Below trend growth to continue
In the words of my BNZ colleague Jason Wong, not even strong words by ECB President Draghi and BOJ Governor Kuroda have been enough to talk down their currencies against the big dollar’s recent dip.
Some slowing in the US economy in last year, higher credit spreads and $US (tighter financial conditions) has seen the market back out pricing for Fed rate rises this year. There was a little more of that last night, Fed funds futures now not pricing the next hike from the Fed until August 2017. The USD have up ground against all major currencies bar Sterling last night, including the Aussie that is sitting just over 0.72 in early trade this morning. The Bloomberg spot DXY index eased 0.58%. While financial conditions have been easing in the US, conditions elsewhere through currency transmission channels are likewise tightening, something of a circular process. In the end, we expect economic performance to be the ultimate arbiter. With the USD softer, base metal prices rose (LME copper up 1.12%), as did gold (up 1.26%), though not oil signifying continued softness with WTI down $0.63 to $31.65 and Brent down $0.71. Data released overnight was not especially market moving, US jobless claims up 8K to 285K ahead of payrolls; Dec factory orders fell 2.9%, in line with expectations. Equity markets have been choppy, close to net flat.
In the words of my BNZ colleague Jason Wong, not even strong words by ECB President Draghi and BOJ Governor Kuroda have been enough to talk down their currencies against the big dollar’s recent dip. Draghi talked of further policy stimulus if needed: “we do not surrender to low inflation – and we certainly do not – in the steady state, it will return to levels consistent with our objective”. Kuroda pledged again to cut the negative policy rate further if needed. USD/JPY is back down below last Friday’s pre-BoJ decision levels. Dallas Fed President Robert Kaplan called for patience in assessing the outlook. IMF head Christine Lagarde has been speaking noting support for the weaker oil producers (Azerbaijan, Nigeria) but also that the IMF is very bullish on India, a major beneficiary of lower oil prices.
For sterling, the BOE voted 9-0 to keep rates steady, previous dissenter McCafferty voting this time with his MPC colleagues. The BOE’s latest inflation report forecasts CPI at 0.8% this year and 2% not until 2018. The BOE’s Carney said the MPC did not discuss cutting rates but the market remains mildly tilted in that direction. USD/GBP trades at just over 1.46 this morning after testing somewhat higher and lower levels overnight.

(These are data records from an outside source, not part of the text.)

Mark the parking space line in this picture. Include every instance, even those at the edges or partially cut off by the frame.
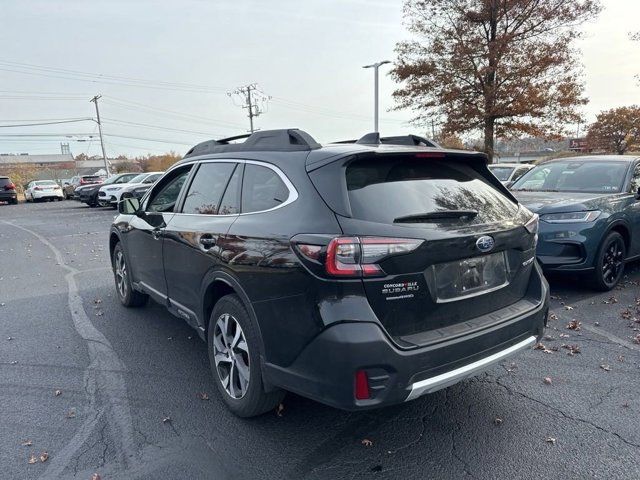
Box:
[0,220,135,479]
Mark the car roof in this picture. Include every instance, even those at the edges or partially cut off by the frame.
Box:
[489,162,535,168]
[538,155,640,165]
[175,129,487,168]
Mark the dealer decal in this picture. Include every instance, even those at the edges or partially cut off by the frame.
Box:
[382,282,420,300]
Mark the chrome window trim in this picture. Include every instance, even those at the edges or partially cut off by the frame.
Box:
[171,158,298,218]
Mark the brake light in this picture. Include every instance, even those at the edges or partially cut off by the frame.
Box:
[325,237,423,277]
[355,370,371,400]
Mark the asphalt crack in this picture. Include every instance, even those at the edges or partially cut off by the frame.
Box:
[480,378,640,449]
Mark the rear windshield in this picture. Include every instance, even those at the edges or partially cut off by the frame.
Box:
[489,167,513,182]
[346,158,518,224]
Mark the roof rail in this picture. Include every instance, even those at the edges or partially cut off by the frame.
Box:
[184,128,321,158]
[332,132,440,148]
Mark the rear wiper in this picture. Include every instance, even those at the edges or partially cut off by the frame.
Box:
[393,210,478,223]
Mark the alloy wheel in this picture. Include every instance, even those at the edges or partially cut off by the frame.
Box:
[602,238,624,285]
[114,250,128,298]
[212,313,249,399]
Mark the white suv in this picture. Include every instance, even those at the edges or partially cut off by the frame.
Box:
[98,172,163,208]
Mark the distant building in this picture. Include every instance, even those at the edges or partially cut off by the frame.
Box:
[0,150,141,180]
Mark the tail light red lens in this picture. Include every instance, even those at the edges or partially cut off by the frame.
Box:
[325,237,423,277]
[355,370,371,400]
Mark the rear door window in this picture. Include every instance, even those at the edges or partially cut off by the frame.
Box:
[242,163,289,213]
[182,162,237,215]
[346,157,518,224]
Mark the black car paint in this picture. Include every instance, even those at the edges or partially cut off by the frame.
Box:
[110,141,548,409]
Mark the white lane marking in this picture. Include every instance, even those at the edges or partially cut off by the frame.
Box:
[0,220,136,479]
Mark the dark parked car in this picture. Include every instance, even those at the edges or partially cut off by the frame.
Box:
[76,173,138,207]
[109,130,548,416]
[0,177,18,205]
[511,155,640,290]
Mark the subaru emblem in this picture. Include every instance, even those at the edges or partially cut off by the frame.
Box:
[476,235,496,252]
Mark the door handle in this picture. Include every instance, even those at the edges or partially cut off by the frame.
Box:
[200,234,216,249]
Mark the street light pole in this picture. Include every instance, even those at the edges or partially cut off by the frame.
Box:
[89,95,110,177]
[362,60,391,132]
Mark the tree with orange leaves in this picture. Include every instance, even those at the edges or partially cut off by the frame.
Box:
[391,0,601,159]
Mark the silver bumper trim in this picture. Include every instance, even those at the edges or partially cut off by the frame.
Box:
[405,336,536,402]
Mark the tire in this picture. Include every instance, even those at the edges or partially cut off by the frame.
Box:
[592,232,627,292]
[111,243,149,307]
[207,295,285,417]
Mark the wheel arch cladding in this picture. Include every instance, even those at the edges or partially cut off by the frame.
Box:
[605,222,631,254]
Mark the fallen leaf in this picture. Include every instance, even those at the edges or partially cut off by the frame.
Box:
[561,343,580,356]
[567,320,582,331]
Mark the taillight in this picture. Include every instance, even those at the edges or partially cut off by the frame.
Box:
[355,370,370,400]
[322,237,423,277]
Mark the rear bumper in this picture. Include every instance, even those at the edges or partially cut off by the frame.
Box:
[264,280,549,410]
[0,191,18,202]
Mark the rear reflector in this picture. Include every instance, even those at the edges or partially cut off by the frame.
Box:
[355,370,371,400]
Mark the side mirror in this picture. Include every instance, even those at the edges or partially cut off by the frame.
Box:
[118,197,140,215]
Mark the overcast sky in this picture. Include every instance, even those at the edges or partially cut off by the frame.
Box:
[0,0,640,156]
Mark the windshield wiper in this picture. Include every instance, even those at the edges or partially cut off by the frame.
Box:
[393,210,478,223]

First up this morning is Fed President Mester (v) who is speaking at MNI event on the Fed’s economic outlook and monetary policy. Then there are two big local releases today 1) retail sales for December month (along with volumes for Q4 that quarter feed into GDP), and 2) the RBA’s Statement on Monetary Policy with its full elucidation of the outlook for the domestic and global economy and their formal forecasts for GDP, inflation, and more. For retail sales, NAB is looking for a stronger than consensus 0.6% result for the month supported by strong industry anecdotes. The market consensus is 0.4%. As a result, our December quarter volume forecast is 1.0%, a point above the market’s 0.9%.

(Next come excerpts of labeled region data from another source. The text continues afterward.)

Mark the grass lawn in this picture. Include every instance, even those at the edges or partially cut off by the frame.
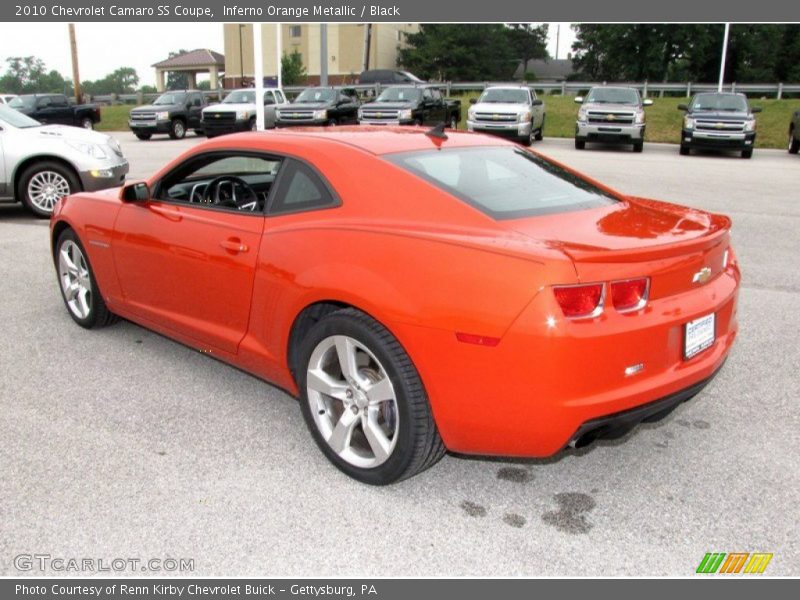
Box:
[97,92,800,148]
[455,92,800,148]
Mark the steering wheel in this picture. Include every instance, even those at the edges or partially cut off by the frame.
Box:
[203,175,258,212]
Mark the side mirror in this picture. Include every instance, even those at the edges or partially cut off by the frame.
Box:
[119,181,150,202]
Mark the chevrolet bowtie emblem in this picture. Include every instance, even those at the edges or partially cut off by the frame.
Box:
[692,267,711,283]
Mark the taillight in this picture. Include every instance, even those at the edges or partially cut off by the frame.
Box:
[611,277,650,312]
[553,283,603,319]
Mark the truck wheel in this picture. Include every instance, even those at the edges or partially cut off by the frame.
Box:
[17,161,81,219]
[789,127,800,154]
[169,119,186,140]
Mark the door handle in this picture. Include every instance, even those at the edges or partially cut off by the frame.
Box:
[219,238,249,254]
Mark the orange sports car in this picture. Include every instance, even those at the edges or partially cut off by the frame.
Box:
[51,127,740,484]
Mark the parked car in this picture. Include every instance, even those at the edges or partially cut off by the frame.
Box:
[8,94,100,129]
[51,127,740,484]
[0,105,128,217]
[678,92,761,158]
[467,85,545,145]
[128,90,207,140]
[202,88,288,138]
[358,85,461,129]
[358,69,425,85]
[789,110,800,154]
[275,87,361,127]
[575,86,653,152]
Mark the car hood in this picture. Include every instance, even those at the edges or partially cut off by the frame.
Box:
[689,110,750,121]
[472,102,530,114]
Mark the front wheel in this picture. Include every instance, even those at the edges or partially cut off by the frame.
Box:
[297,309,445,485]
[55,229,117,329]
[789,128,800,154]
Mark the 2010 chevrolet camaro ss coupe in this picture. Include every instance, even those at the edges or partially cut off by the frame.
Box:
[51,127,740,484]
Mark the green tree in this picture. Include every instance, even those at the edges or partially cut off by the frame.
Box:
[399,24,518,81]
[281,50,306,85]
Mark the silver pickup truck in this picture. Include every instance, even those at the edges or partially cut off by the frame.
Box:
[467,85,545,145]
[575,86,653,152]
[0,105,128,218]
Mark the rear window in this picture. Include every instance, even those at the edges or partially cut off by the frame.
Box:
[386,147,617,220]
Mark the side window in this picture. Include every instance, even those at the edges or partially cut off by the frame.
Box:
[269,160,339,215]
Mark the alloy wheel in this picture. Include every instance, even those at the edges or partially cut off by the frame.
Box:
[58,240,92,319]
[306,335,399,468]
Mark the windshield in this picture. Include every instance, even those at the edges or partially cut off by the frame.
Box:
[478,89,529,104]
[375,88,420,102]
[294,88,336,104]
[586,88,639,105]
[8,96,36,108]
[0,104,41,129]
[388,147,616,220]
[153,94,186,106]
[222,90,256,104]
[692,94,747,112]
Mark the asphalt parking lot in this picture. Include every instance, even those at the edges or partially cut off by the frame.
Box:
[0,134,800,576]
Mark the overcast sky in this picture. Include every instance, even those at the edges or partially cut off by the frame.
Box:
[0,23,575,85]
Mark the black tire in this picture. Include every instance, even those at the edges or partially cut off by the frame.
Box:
[789,127,800,154]
[53,229,119,329]
[17,160,81,219]
[169,119,186,140]
[296,308,445,485]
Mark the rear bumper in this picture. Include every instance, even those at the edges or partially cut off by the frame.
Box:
[392,265,740,457]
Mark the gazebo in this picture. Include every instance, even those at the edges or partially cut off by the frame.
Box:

The outlook for Australian monetary policy lies in the highly uncertain course of the global economy over the next little while together with the uncertain degree of sustainability in what proved to be an improved 2015 for the domestic economy. What can today’s statement reveal about that? Probably not too much other than the risk bias evident in the RBA’s views on whether they have made any material change to their growth, inflation, labour market and other forecast for the Australian economy for 2016 and beyond.
We do not expect large changes to the key forecasts given that the data flow through late last year and the first part of this year has not been materially different from the core forecasts the RBA published last November. Their outlook for the unemployment rate outlook will need to be refreshed from an expectation of a steady 6 to 6 ¼% near term outlook before “gradually declining”. On the day, their more expansive language around the AUD will be minutely analysed. We expect they will stick to Tuesday’s script that the currency is evolving with the economic outlook.

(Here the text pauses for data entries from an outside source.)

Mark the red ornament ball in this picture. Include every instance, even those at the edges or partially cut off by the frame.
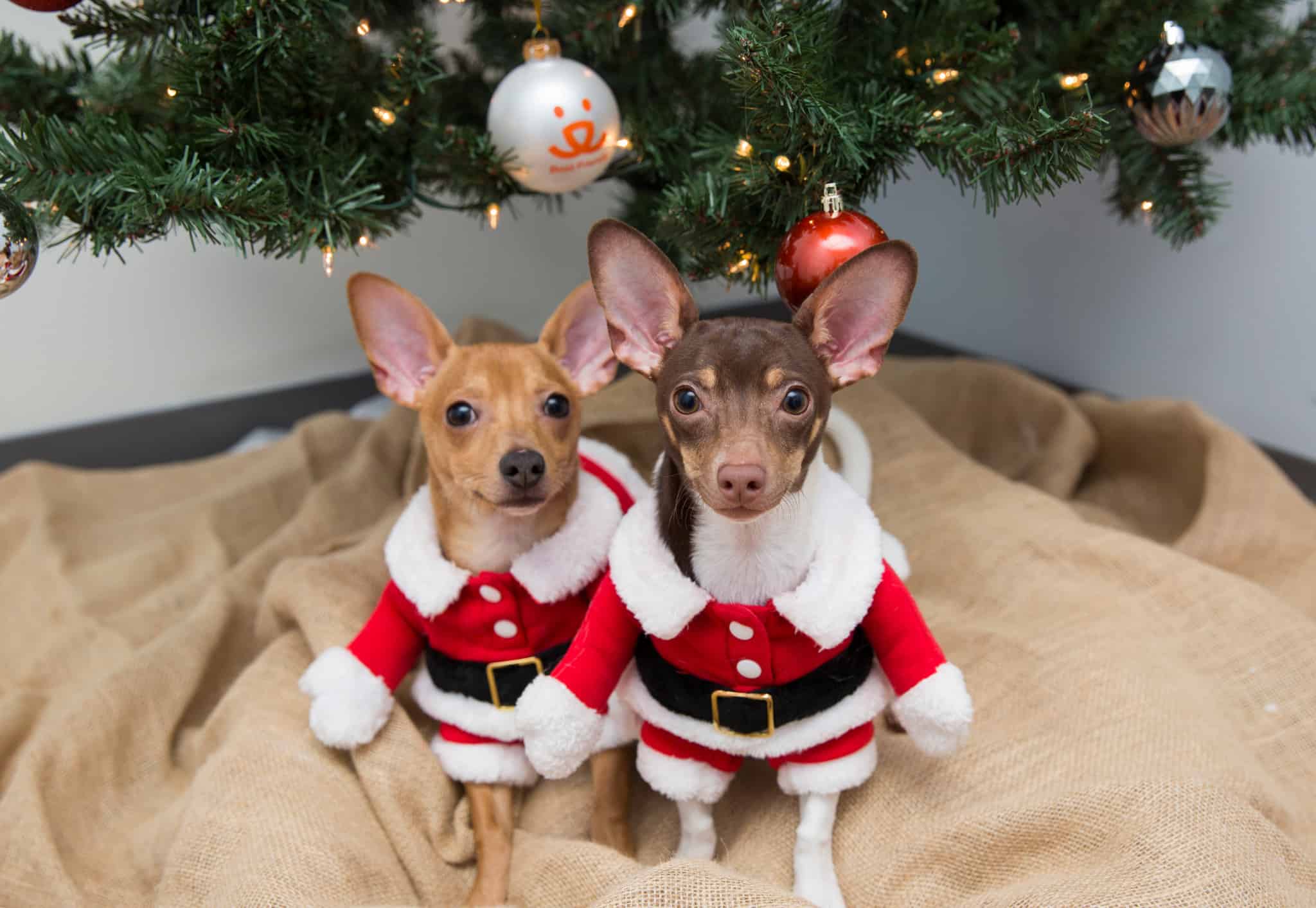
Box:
[776,211,887,312]
[10,0,80,13]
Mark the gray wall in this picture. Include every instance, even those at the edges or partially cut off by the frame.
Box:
[0,4,1316,457]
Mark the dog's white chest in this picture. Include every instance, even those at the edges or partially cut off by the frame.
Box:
[691,465,816,605]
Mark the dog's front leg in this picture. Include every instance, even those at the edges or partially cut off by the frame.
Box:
[590,747,636,858]
[795,794,845,908]
[466,783,513,905]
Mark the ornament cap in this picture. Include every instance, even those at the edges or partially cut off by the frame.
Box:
[521,37,562,63]
[822,183,845,217]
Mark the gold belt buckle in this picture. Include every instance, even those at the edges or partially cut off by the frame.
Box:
[713,691,776,738]
[485,655,544,709]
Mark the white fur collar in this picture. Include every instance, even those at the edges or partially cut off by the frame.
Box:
[610,462,882,649]
[384,460,621,618]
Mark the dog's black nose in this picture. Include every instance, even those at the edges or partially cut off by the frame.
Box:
[497,449,544,488]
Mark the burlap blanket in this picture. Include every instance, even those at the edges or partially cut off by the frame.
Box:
[0,322,1316,907]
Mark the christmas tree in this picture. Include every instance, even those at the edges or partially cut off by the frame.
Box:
[0,0,1316,283]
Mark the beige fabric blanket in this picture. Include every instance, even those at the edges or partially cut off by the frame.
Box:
[0,322,1316,908]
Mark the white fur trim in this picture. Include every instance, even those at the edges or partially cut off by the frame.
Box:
[412,666,521,742]
[429,734,540,787]
[384,452,628,618]
[609,492,709,639]
[576,436,653,500]
[610,463,882,649]
[618,664,887,760]
[776,741,878,795]
[882,530,909,580]
[384,486,471,618]
[636,741,736,804]
[826,407,873,501]
[298,646,393,750]
[772,463,882,649]
[515,675,604,779]
[594,691,639,752]
[894,662,974,757]
[512,470,621,604]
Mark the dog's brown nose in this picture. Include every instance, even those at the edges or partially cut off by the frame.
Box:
[717,463,767,506]
[497,449,544,488]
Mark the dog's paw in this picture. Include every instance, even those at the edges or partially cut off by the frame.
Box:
[893,662,974,757]
[298,646,393,750]
[516,675,604,779]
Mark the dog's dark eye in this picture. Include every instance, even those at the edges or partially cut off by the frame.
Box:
[544,393,571,420]
[447,400,475,425]
[782,388,810,416]
[671,388,698,416]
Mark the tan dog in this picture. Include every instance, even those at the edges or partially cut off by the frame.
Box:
[301,274,646,905]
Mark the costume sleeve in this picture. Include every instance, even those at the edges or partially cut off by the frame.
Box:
[348,582,425,691]
[553,575,639,713]
[863,562,947,696]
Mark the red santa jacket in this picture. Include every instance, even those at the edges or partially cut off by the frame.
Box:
[539,465,962,757]
[348,438,648,741]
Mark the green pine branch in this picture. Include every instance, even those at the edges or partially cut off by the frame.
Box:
[0,0,1316,285]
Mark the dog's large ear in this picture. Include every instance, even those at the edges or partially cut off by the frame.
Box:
[590,220,698,378]
[540,280,618,396]
[795,240,919,388]
[348,272,453,409]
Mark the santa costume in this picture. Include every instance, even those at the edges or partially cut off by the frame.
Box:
[300,438,649,786]
[517,463,972,804]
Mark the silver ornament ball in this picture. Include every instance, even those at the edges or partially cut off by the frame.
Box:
[0,192,40,300]
[488,38,621,192]
[1125,21,1233,147]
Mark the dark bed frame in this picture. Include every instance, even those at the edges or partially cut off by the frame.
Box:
[0,303,1316,501]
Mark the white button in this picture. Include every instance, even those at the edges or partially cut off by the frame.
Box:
[729,621,754,639]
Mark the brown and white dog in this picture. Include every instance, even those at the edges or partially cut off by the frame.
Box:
[517,221,972,908]
[301,274,648,905]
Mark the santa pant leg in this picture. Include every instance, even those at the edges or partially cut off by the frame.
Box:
[636,722,745,804]
[429,722,540,786]
[767,722,878,795]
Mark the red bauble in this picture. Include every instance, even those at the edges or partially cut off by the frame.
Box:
[10,0,80,13]
[776,211,887,312]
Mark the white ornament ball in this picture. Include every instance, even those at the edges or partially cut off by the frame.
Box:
[488,40,621,192]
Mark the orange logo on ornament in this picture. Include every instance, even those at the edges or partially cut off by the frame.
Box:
[549,98,608,159]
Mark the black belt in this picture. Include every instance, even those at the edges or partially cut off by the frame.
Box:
[636,632,873,738]
[425,639,571,709]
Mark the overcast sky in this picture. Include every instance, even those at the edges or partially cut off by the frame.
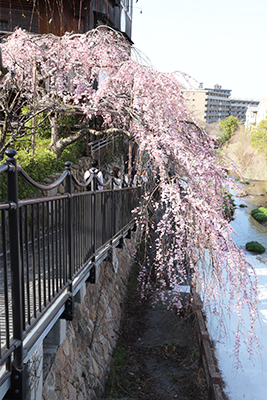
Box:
[132,0,267,100]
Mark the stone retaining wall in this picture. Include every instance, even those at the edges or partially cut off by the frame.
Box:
[42,232,136,400]
[191,286,225,400]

Tonight it’s pre-much all about payrolls with the market looking for signs of any noticeable fissures in the US labour market aside from month-to-month volatility. The market is expecting headline growth of hundred 190K down from 292K and an unchanged unemployment of 5.0%. The subtext of the report, any revisions, whether the detail is worse or better than the headline, and what it says about average earnings growth will all be trawled over. Canada releases its January labour market report as well as its January Ivey manufacturing PMI.
On global stock markets, the S&P 500 was -0.20%. Bond markets saw US 10-years -2.77bp to 1.86%. On commodity markets, Brent crude oil -1.86% to $34.39, gold+1.3% to $1,157, iron ore +2.0% to $45.52. AUD is at 0.72 and the range was 0.7154 to 0.7243.